Over tightening the center two bolts on the header? Well, bad news, it's close to impossible (At least IMO that is) to straighten them out with heat and a hammer.

Also, you belt sanded/ground down the header flange? Big mistake since the raised welded rae is designed to press into the gasket for a interference seal.

On the collectors, same deal if there over tightened. Though you can try double and tripling up on gaskets to seal them up.

IMO, the best thing you can do is bite the bullet and get new headers and a Jegs/Summit exhaust. The cheap headers and the inexpensive exhaust @ approx under $250 is a great combo, sounds really good, nice and muscular.

Do a search here for a few of them having been done. Vid's and pictures are around here.
 
You might want to try the ROL header gaskets. They are graphite faced and good up to 2100*, steel cored and reuseable. We run them on both our race cars and have had no problems. One thing we do is, run a bead of high temp RTV around the openings and let it tack up before installing and torquing them. We then let them cure for 24 hours and then retorque them before firing the cars up.
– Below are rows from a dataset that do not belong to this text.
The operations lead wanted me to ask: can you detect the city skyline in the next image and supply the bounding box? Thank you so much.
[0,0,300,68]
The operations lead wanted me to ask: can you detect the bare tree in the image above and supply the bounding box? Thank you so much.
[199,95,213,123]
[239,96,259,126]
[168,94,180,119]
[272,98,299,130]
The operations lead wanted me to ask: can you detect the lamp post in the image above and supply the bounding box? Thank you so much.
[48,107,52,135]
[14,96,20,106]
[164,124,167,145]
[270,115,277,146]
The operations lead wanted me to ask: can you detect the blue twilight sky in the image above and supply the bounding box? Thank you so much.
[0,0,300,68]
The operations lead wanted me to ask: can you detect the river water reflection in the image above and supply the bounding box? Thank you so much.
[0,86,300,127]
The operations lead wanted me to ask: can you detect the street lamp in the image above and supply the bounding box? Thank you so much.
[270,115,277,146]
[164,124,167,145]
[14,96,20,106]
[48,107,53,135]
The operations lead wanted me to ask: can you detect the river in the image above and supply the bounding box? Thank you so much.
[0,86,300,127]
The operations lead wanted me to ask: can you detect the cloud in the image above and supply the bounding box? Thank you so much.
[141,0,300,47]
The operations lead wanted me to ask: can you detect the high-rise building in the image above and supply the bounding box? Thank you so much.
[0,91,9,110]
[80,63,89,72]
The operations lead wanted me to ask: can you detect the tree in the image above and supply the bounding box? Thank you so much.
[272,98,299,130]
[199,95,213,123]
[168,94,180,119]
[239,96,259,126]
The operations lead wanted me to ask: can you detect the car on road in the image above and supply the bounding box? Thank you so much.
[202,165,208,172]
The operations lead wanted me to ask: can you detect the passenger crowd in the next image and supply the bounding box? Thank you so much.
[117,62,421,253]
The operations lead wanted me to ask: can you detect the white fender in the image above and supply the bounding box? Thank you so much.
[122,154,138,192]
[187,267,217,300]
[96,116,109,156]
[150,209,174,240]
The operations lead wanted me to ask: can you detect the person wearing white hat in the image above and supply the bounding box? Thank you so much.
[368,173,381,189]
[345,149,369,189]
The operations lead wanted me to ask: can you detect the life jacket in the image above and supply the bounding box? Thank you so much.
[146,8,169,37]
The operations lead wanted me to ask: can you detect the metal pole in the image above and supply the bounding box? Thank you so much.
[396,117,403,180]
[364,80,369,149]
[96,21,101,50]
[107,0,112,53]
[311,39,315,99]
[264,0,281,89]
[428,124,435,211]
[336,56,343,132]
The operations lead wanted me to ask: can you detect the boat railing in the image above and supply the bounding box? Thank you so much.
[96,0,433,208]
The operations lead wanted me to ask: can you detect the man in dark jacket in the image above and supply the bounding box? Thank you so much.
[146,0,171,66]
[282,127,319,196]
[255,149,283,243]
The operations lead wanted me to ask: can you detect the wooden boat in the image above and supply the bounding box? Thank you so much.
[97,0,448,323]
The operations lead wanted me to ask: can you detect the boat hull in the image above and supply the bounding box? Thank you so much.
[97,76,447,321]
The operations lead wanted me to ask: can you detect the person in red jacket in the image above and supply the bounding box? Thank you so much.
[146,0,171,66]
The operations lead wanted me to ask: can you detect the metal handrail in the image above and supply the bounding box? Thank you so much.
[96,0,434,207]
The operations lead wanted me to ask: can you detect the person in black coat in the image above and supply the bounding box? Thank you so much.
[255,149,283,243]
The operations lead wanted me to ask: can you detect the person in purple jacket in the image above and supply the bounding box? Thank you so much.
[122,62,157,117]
Just a thought for you, I hope it helps.
 
had aset of the cheap os one time, same prob, i took them off and and took a flat file and held it flat and worked the head flanges just a little to true them up, it shows where the high and lows are, then cut the piece that connect the tubes tobether with a hacksaw or recip saw, one cut in between cylinders in case its not all true it will have some give to adjust true, then i put a small bead of high temp rtv on the head area and smoothed it out , then the header side, and then put the copper gasket in there and tightened it up a little at a time to make it pull even , or you can smooth it on the gasket itself, on the collector iran a good wide bead on it to connect to pipes and tightened it up, in my case it worked pretty good at both places and i was happy, but no two cars ae the same, check to see if a tube may be hiiting something not letting it pull up good and seal, i think i had to use a ball pin on mine a little, nothing bad, just a little, hope this helps, good luck:blob:
 
thanks guys. ill give it some thought. ill try one more time to seal them up. but i think before long ill just buy a quality header.
 
the problem with cheap headers is the flange is thin(5/16) and warp easily. good headers will have 3/8" thick ground flange, the tubes will be slightly inset with full perimeter welds on both sides. i have headmans on my truck(already there when i bought it) and the passenger side leaked like hell at the two center dumps. cut the flanges, put hi temp copper rtv and copper header gaskets and tightend the crap out of the bolts. no more leaks. also for collecter gaskets i use dead soft aluminum to conform to the irregularties. no leaks there either. my .02 mike t
 
ive used percy's dead soft aluminum gaskets with great results. they will seal anything.